Added on by Spencer Wright.

Me, last June

i have spent a while recently thinking about what, exactly, i have liked about my career. a few points:

  1. i like being appreciated.
  2. i like being compensated.
  3. i like being a little over my head. i prefer to stay right on the edge between the things i know i don't know and the things i don't know that i don't know.
  4. i like collaborating with people who are better at what they do than i am.
  5. i like having an understanding of long-term objectives, and i like being a significant factor in the achievement of those objectives.
  6. i like working with people like myself.
  7. i like being fully responsible for the execution of a project, however large or small.
  8. i like working on a new thing that will change some part of the world.
  9. i like working in emerging markets.
  10. i like working on things that people like me want, and want to interact with intimately.
  11. i like for the product values and interests that i have to overlap significantly with those of my collaborators and our product's users.
  12. i like being rewarded for my ability to identify, assess, analyze and solve problems, and i like it when those problems require me to learn about a new area of the world.
  13. i like clear objectives - and clear metrics by which they can be judged - over aesthetic, or "gut" feelings.
  14. i like working on general purpose technologies.
  15. i like working on cross-functional teams, and having responsibilities in many categories of business

I like this. Probably worth updating.

What should we all do

Added on by Spencer Wright.

Steven Sinofsky, talking on the a16z podcast about how real-time metrics tracking has changed the nature of management (edited for readability):

If you think about the average large company meeting, the vast majority today start off with somebody showing up and passing out a printed version of a work product. You just don't see that in a company of less that a thousand people. And the interesting thing about it is that it's not just that everybody got emailed the attachment for the meeting. It's that [managers] are looking at things like live data. So when managers at a small company look at their current telemetry of their app, their site, their service, they're all looking at the actual tools that are used by the marketing team to manage that information. They're not looking at a snapshot from even a few hours earlier. So you cut out all of this "well, those numbers aren't ready, let me go do them." You don't have presentations where a picture of the numbers are embedded in the presentation. 

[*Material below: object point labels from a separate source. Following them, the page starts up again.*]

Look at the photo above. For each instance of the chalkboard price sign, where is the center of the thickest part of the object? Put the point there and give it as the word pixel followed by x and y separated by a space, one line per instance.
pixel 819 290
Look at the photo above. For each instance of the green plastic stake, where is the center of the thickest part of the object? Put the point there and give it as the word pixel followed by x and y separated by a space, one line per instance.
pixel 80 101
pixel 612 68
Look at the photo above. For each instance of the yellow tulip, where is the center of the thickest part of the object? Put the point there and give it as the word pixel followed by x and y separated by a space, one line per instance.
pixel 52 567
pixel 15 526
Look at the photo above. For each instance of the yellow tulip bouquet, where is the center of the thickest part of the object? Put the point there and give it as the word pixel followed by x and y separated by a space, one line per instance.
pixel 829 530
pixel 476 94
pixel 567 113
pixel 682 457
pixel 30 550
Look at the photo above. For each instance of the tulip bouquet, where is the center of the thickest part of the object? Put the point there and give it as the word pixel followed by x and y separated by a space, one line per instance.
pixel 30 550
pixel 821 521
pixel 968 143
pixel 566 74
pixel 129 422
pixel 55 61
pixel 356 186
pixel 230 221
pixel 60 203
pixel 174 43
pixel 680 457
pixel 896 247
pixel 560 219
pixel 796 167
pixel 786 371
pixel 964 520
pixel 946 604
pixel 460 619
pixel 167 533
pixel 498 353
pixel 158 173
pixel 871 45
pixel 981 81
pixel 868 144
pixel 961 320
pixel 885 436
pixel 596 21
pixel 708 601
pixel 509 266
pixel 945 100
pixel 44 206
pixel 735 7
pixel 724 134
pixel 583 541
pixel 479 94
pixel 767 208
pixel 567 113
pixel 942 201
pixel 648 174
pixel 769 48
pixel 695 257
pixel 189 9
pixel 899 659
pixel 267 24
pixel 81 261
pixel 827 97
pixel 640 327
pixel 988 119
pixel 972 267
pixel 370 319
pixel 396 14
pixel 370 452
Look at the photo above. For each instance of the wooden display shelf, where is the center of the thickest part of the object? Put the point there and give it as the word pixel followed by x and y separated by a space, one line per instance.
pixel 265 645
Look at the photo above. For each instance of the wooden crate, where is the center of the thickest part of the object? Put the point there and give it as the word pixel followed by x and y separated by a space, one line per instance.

These are these huge cultural shifts in how you manage an organization. What a manager's role is in a meeting is not to be reported to, because if you wanted to know, you should just go visit the place that everybody on the team is using to keep track of their information. 

Then when you get everybody together, it shouldn't be to argue the pros and cons of how the information was gathered or is it the right number... It should be: We all agree, this is the number. What should we all do to change that number?